Taking a break from receptions and concerts, we went to see the State Hermitage Museum, a complex of former imperial buildings that houses a three million piece art collection. The Winter Palace, with its pale green exterior, stands imposingly on the bank of the Neva River, a reminder of long-gone Romanov glory. The museum’s many exhibition halls and corridors are themselves architecturally stunning. Marble columns, gilded walls, and ceiling paintings convey a sense of baroque splendor. Among our favorites sights were the Rastrelli staircase, the large throne room (which contains the original Romanov throne), and Catherine’s automated bird clock.

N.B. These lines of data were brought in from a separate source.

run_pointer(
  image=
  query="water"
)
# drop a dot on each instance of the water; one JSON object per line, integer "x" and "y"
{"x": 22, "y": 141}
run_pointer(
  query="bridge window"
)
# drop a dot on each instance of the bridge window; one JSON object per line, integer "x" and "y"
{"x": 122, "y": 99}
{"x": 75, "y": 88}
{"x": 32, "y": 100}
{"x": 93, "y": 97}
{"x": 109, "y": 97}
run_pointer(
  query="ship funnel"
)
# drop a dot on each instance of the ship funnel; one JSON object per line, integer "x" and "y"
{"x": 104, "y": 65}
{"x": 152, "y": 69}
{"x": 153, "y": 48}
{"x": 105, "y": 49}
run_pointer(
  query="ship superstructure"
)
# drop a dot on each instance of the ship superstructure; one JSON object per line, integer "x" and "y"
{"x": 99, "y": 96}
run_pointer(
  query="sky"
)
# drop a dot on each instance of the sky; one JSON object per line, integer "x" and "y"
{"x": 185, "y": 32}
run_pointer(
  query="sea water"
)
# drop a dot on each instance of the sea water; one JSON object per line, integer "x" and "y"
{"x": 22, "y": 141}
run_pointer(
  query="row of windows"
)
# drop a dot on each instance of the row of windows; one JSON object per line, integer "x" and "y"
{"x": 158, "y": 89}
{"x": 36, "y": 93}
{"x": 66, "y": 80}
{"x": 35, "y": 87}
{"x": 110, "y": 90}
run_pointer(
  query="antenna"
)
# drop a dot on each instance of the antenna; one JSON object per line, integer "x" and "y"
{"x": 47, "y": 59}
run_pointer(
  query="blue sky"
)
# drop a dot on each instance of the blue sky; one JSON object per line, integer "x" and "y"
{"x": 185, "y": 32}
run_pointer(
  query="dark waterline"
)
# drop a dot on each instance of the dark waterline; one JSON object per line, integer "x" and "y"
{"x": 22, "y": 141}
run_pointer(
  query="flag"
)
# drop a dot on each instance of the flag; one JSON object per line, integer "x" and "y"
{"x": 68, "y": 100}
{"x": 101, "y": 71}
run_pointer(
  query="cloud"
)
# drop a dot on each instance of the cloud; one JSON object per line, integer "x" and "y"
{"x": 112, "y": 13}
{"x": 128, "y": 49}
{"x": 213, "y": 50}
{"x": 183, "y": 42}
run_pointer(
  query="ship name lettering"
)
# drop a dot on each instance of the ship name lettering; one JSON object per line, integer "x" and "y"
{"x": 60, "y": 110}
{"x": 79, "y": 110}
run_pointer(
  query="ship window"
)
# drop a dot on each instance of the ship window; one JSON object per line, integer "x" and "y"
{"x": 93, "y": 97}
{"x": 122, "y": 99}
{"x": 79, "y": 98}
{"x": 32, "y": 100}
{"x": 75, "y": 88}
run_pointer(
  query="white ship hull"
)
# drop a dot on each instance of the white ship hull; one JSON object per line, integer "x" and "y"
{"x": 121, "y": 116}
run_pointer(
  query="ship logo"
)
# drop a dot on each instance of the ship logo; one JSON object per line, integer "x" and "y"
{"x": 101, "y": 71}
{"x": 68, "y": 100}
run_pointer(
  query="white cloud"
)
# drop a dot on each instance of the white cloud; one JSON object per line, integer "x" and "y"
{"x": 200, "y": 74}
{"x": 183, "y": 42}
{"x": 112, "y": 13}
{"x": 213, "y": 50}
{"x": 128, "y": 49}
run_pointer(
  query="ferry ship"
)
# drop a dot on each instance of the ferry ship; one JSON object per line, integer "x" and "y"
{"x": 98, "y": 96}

But the real attraction is the vast and comprehensive art collection. We saw rooms dedicated to Titian, Leonardo, Rembrandt, and a whole slew of medieval handicrafts, furniture, and jewelry. Sculptures, vases (in the deepest and most incredible hues of blue and green), intricately painted wooden floors, tables made of precious stones, mosaics, and thousands of other items adorn the painting galleries. The museum also displays hundreds (perhaps thousands) of portraits of important men in Russian public life. In contrast, paintings of women idealize the female form into studies of pure emotion and gesture. Such a difference is obvious to anyone looking at portraits, but made all the more important by the fact that these museums were built by female rulers. Elizabeth and Catherine the Great were certainly far from anonymous personalities.
As if to continue our encounter with imperial wealth, that night we went to see Placido Domingo sing Nabucco at the old Mariinsky Theater. In contrast, to the openness and sleekness of the new stage, this theater breathes an Old World aesthetic.
We could have almost jumped onto the stage and into Placido’s arms we were so close! Like the halls of the Hermitage, the old Mariinsky is trimmed in gold (and a pale green color on its exterior). For a night, we sat where Imperial Russia’s elite would have sat, just as earlier we had strolled the same corridors they had strolled. Tonight we leave for Moscow.